COVID-19 in England: spatial patterns and regional outbreaks

Claudio Fronterre; Jonathan M Read; Barry Rowlingson; Simon Alderton; Jessica Bridgen; Peter J Diggle; Chris P Jewell

doi:10.1101/2020.05.15.20102715

Summary

Aims to investigate the spatiotemporal distribution of COVID-19 cases in England; to provide spatial quantification of risk at a high resolution; to provide information for prospective antigen and serological testing.

Approach We fit a spatiotemporal Negative Binomial generalised linear model to Public Health England SARS-CoV-2 testing data at the Lower Tier Local Authority region level. We assume an order-1 autoregressive model for case progression within regions, coupling discrete spatial units via observed commuting data and time-varying measures of traffic flow. We fit the model via maximum likelihood estimation in order to calculate region-specific risk of ongoing transmission, as well as measuring regional uncertainty in incidence.

Results We detect marked heterogeneity across England in COVID-19 incidence, not only in raw estimated incidence, but in the characteristics of within-region and between-region dynamics of PHE testing data. There is evidence for a spatially diverse set of regions having a higher daily increase of cases than others, having accounted for current case numbers, population size, and human mobility. Uncertainty in model estimates is generally greater in rural regions.

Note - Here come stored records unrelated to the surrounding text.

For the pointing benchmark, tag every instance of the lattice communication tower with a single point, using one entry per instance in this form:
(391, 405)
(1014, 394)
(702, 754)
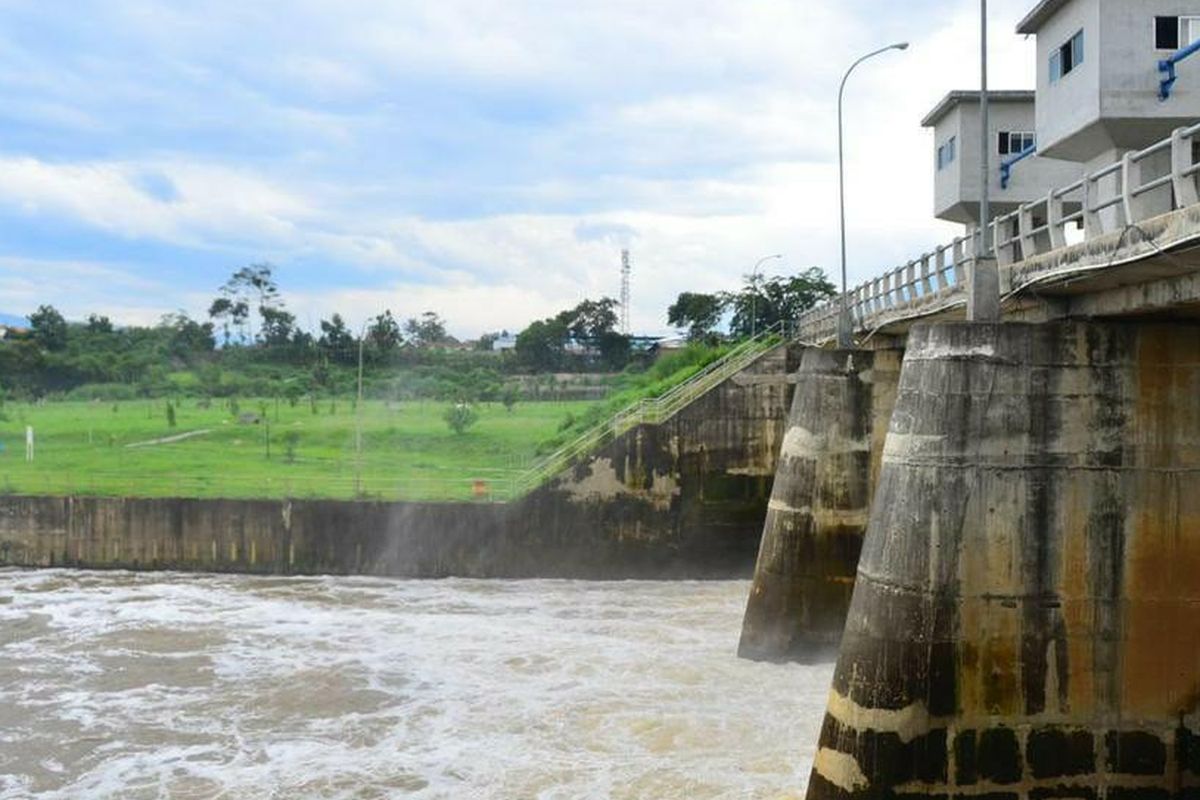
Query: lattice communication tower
(627, 269)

Conclusions A wide range of spatial heterogeneity in COVID-19 epidemic distribution and infection rate exists in England currently. Future work should incorporate fine-scaled demographic and health covariates, with continued improvement in spatially-detailed case reporting data. The method described here may be used to measure heterogeneity in real-time as behavioural and social interventions are relaxed, serving to identify “hotspots” of resurgent cases occurring in diverse areas of the country, and triggering locally-intensive surveillance and interventions as needed.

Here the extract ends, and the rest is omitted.